SXSW22 is over, and as I reflect on the conference, it was a great week with tons of impressions, insights, and new connections.

Your Majesty was in Austin because we partnered with Lyra Ventures, ALTAVA GROUP, Future Intelligence Group, and LUKSO to host a panel named The Future of Fashion in the Metaverse to discuss the status quo and future direction of this currently hyped and very nascent space.

On the panel were (from the right) Andrew Ku, co-founder, and CEO of ALTAVA GROUP, Cathy Hackl, Chief Metaverse Office at The Future Intelligence Group, and Marjorie Hernandez, CEO and co-founder of LUKSO and The Dematerialised.

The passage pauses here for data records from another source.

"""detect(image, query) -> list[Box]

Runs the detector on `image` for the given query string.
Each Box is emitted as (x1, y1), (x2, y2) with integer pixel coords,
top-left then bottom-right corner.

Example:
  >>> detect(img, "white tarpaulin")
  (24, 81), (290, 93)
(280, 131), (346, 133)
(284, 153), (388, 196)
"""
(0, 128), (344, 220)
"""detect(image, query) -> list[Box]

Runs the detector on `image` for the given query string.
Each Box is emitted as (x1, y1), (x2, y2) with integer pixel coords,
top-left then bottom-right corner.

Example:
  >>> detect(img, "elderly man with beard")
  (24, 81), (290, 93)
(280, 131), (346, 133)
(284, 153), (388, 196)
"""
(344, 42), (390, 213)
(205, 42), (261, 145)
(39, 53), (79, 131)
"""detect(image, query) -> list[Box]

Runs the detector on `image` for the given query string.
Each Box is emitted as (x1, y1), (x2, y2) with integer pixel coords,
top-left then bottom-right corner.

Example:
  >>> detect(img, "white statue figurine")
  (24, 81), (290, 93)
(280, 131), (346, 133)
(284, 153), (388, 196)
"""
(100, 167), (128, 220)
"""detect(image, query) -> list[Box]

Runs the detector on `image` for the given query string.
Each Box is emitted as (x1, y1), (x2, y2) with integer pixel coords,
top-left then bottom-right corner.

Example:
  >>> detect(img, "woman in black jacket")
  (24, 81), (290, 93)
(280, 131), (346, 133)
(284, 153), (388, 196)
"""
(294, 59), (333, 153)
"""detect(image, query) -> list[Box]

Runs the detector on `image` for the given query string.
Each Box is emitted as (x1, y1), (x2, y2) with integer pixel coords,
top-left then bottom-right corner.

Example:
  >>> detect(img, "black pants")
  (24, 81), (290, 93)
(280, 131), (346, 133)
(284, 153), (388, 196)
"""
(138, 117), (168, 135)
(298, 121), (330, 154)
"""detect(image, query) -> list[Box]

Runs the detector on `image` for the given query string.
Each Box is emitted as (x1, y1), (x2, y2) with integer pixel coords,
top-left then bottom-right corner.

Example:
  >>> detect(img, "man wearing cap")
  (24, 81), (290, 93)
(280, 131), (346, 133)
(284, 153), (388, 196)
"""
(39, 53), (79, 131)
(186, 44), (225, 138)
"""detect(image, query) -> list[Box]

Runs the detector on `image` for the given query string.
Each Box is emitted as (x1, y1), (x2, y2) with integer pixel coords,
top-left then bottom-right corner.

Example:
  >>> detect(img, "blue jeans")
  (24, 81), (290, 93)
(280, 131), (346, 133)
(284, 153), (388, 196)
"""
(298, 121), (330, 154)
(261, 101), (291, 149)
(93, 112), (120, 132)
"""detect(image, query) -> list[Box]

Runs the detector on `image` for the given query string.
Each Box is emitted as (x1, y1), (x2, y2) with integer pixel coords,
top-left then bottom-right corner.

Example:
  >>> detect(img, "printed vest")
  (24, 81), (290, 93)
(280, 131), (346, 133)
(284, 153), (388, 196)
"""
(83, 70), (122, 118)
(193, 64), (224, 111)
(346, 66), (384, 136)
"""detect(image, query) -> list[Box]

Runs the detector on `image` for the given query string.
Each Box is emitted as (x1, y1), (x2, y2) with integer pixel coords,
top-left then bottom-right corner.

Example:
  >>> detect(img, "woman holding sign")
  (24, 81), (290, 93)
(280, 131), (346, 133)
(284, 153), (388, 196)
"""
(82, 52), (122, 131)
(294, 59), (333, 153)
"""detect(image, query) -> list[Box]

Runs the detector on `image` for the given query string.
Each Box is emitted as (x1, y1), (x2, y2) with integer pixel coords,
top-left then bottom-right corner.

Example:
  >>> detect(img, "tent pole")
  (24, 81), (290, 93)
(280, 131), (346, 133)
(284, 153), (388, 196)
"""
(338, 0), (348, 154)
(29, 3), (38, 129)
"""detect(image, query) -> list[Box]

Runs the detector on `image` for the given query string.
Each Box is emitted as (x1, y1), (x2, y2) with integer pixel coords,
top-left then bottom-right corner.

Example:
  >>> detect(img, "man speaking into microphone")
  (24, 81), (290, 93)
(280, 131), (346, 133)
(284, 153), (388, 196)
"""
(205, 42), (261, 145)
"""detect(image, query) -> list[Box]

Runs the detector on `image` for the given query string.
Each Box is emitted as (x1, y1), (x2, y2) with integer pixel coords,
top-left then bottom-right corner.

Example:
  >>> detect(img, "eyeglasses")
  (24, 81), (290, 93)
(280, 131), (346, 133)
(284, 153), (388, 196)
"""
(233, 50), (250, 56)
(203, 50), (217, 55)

The panel was moderated by Your Majesty’s Strategy Director, Viet Hoang.

I was pleased to be front row at the event and took extensive notes during the 60-minute conversation.

In this article, I summarized my key takeaways from the panel and broke them into themes relating to how brands and creators can succeed in The Metaverse and NFT projects.

What are some of the defining characteristics of compelling fashion experiences in the Metaverse?

Going beyond virtual malls and digital catwalks

We’ve seen a few representations of brands opening malls or catwalks “in the Metaverse” that look more or less identical to their physical counterparts. Although it’s a start, these experiences come across as unimaginative as it plays by the constraints of the real world in a realm where anything is possible.

Fashion experiences that are effective in this space will start with the creator’s core vision and create digital experiences that tell their unique story in ways that the physical world can’t mimic.

It’s not enough to just digitize physical assets for a virtual sale.

It’s not enough to just digitize physical assets for a virtual sale

To be effective and meaningful, a digital product sold should have an experience tied to it.

Plans for long-term utility

Successful NFT projects all have in common their ability to create future value for their holders. Whether you plan it in advance or figure it out on the way, effective projects commit to making a roadmap with layers of experience and utility to unlock deeper relationships with their audiences and create more shared values.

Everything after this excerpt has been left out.